With two-way steering wheel adjustment, the Leon’s driving position should cater for most drivers. The Cupra gets two fantastic bucket-style cloth seats that provide excellent lateral support. Rear-seat passengers won’t be such enthusiastic fans, though, the buckets’ plastic backs making an uncomfortable place for knees to rest.
This aside, passenger and luggage space matches the class average, although it marginally trails the Golf in most dimensions. A general gripe is the sober cabin, due in part to the high window line, but also to the choice of shades of grey for just about every surface.
Cupra come with tinted rear windows, polished black pillars, 18-inch alloys, black door mirror casings, different bodywork front and rear and a one-piece oval exhaust.
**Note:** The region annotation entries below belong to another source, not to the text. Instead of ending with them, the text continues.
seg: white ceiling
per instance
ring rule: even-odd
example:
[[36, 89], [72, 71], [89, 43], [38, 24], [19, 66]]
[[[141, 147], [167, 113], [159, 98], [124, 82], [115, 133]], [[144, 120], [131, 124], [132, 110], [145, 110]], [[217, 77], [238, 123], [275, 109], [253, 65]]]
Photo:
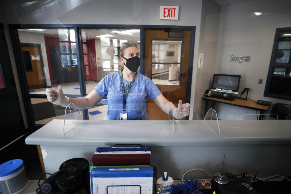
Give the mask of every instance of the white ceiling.
[[254, 1], [256, 0], [212, 0], [221, 7], [235, 5], [243, 3]]

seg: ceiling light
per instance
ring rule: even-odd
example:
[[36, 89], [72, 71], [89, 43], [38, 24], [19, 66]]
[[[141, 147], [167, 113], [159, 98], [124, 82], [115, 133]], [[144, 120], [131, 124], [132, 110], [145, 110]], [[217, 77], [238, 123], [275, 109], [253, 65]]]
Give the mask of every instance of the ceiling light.
[[38, 31], [44, 31], [42, 29], [28, 29], [28, 30], [36, 30]]
[[130, 33], [130, 32], [126, 32], [125, 31], [113, 31], [111, 32], [113, 34], [127, 34], [128, 35], [132, 35], [132, 34]]
[[140, 32], [140, 30], [139, 29], [132, 29], [132, 30], [128, 30], [124, 31], [126, 33], [137, 33]]
[[111, 36], [113, 36], [111, 34], [103, 34], [96, 36], [97, 38], [106, 38], [107, 37], [110, 37]]
[[255, 14], [255, 15], [262, 15], [262, 14], [263, 13], [261, 12], [254, 12], [254, 13]]

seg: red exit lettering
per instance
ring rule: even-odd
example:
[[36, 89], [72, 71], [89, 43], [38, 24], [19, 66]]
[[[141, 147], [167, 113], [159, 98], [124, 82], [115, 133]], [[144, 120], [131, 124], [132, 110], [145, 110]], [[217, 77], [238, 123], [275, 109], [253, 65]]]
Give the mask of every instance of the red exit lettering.
[[[176, 8], [164, 8], [164, 18], [175, 18]], [[167, 12], [167, 14], [166, 14]], [[166, 14], [167, 16], [166, 16]]]

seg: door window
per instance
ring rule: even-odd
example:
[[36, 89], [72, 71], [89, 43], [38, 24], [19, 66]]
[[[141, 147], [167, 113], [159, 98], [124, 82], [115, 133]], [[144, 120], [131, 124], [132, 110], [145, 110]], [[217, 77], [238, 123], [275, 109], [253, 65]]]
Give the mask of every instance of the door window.
[[152, 40], [151, 77], [157, 85], [180, 86], [183, 40]]

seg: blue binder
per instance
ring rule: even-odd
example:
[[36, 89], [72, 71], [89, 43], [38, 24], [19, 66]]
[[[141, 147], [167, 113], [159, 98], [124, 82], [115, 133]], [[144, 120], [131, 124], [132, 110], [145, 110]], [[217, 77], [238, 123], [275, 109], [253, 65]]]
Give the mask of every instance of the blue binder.
[[[124, 187], [125, 186], [137, 186], [139, 188], [142, 188], [143, 187], [138, 184], [119, 184], [120, 183], [121, 179], [124, 178], [125, 179], [132, 178], [132, 181], [134, 182], [135, 179], [138, 178], [144, 177], [148, 180], [148, 181], [151, 182], [150, 187], [152, 191], [152, 193], [153, 193], [153, 168], [152, 167], [129, 167], [127, 168], [93, 168], [90, 173], [90, 177], [91, 180], [91, 193], [96, 193], [99, 192], [95, 192], [95, 189], [96, 187], [96, 185], [93, 185], [93, 179], [95, 179], [97, 181], [97, 179], [102, 178], [103, 180], [104, 178], [110, 179], [110, 182], [111, 184], [102, 185], [98, 185], [97, 187], [100, 189], [101, 188], [110, 188], [110, 187], [117, 186]], [[112, 183], [114, 182], [115, 180], [119, 179], [119, 183], [115, 185]], [[123, 188], [122, 189], [124, 189]], [[144, 192], [143, 192], [143, 193]], [[109, 193], [108, 191], [107, 193]], [[141, 193], [141, 192], [140, 193]], [[148, 192], [146, 193], [148, 193]]]
[[98, 147], [97, 152], [126, 151], [150, 151], [150, 146], [132, 147]]

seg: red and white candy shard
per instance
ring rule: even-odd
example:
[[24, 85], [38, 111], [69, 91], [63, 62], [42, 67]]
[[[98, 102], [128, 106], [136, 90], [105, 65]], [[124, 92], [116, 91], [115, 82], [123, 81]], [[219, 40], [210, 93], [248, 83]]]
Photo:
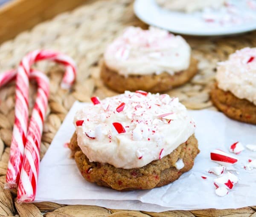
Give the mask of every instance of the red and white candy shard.
[[97, 104], [100, 103], [100, 102], [99, 98], [96, 97], [93, 97], [91, 98], [91, 100], [92, 102], [93, 105], [97, 105]]
[[215, 179], [214, 181], [214, 185], [216, 187], [224, 187], [226, 188], [232, 189], [234, 184], [238, 182], [238, 178], [234, 174], [228, 172], [222, 176]]
[[250, 151], [256, 151], [256, 145], [253, 144], [249, 144], [245, 146], [245, 147]]
[[215, 194], [220, 197], [224, 197], [228, 193], [228, 191], [226, 188], [221, 187], [215, 189]]
[[125, 133], [126, 132], [124, 127], [120, 123], [119, 123], [118, 122], [115, 122], [113, 123], [112, 124], [113, 125], [115, 129], [116, 129], [117, 133], [119, 134], [122, 133]]
[[228, 166], [237, 162], [238, 159], [219, 149], [211, 152], [211, 160], [225, 166]]
[[95, 131], [93, 130], [89, 130], [84, 133], [86, 136], [90, 139], [95, 139]]
[[208, 170], [208, 172], [209, 173], [213, 173], [217, 176], [219, 176], [223, 174], [225, 168], [226, 167], [224, 166], [213, 166]]
[[144, 96], [146, 96], [148, 95], [148, 93], [146, 92], [145, 91], [143, 91], [142, 90], [138, 90], [135, 91], [135, 93], [137, 93], [138, 94], [141, 94], [142, 95], [143, 95]]
[[248, 60], [247, 60], [247, 63], [250, 63], [251, 62], [253, 62], [254, 60], [254, 57], [250, 57], [249, 58]]
[[125, 103], [122, 103], [116, 108], [116, 110], [117, 112], [121, 112], [122, 111], [125, 106]]
[[236, 142], [230, 146], [230, 151], [238, 154], [244, 150], [244, 147], [241, 143]]
[[78, 120], [76, 122], [76, 125], [77, 126], [81, 126], [84, 123], [84, 120]]
[[177, 162], [175, 163], [175, 167], [178, 170], [180, 170], [182, 168], [184, 167], [184, 165], [183, 163], [183, 160], [182, 160], [182, 159], [179, 159]]
[[159, 118], [163, 118], [168, 120], [175, 120], [177, 119], [177, 115], [173, 112], [157, 114], [157, 117]]
[[158, 159], [159, 160], [161, 159], [164, 156], [164, 150], [163, 148], [162, 148], [161, 151], [159, 152], [159, 157]]
[[250, 162], [245, 167], [247, 170], [252, 170], [255, 168], [256, 168], [256, 160], [250, 160]]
But it lacks the ‘straight from the track’ look of the previous Cupra R.
The Cupra certainly has the raw ingredients, chief among them a sensational engine and impressive dry-weather grip, yet the result isn’t everything we’d hoped for. With Seat billed as the sporting brand in the VW group’s brand hierarchy, we hoped the Cupra would be a purer, more focused take on the Golf GTi.
With its extra power and more outright grip, the Cupra would be the faster car on a dry circuit, yet for real-world driving the experience is just a shade too remote, and the attention to detail disappointing. That said, priced at £19,545 and well equipped, with bi-xenon headlights, ESP, dual-zone climate control, electric windows and iPod connectivity, the Cupra still makes a strong case, especially given its potent performance and decent economy (we averaged 26.7mpg, which is impressive for a hot hatch).
The Cupra is strong enough to fend off the Astra VXR and Mazda 3 MPS, but it won’t tempt us from the similarly priced and still more appealing Focus ST or Mégane R26.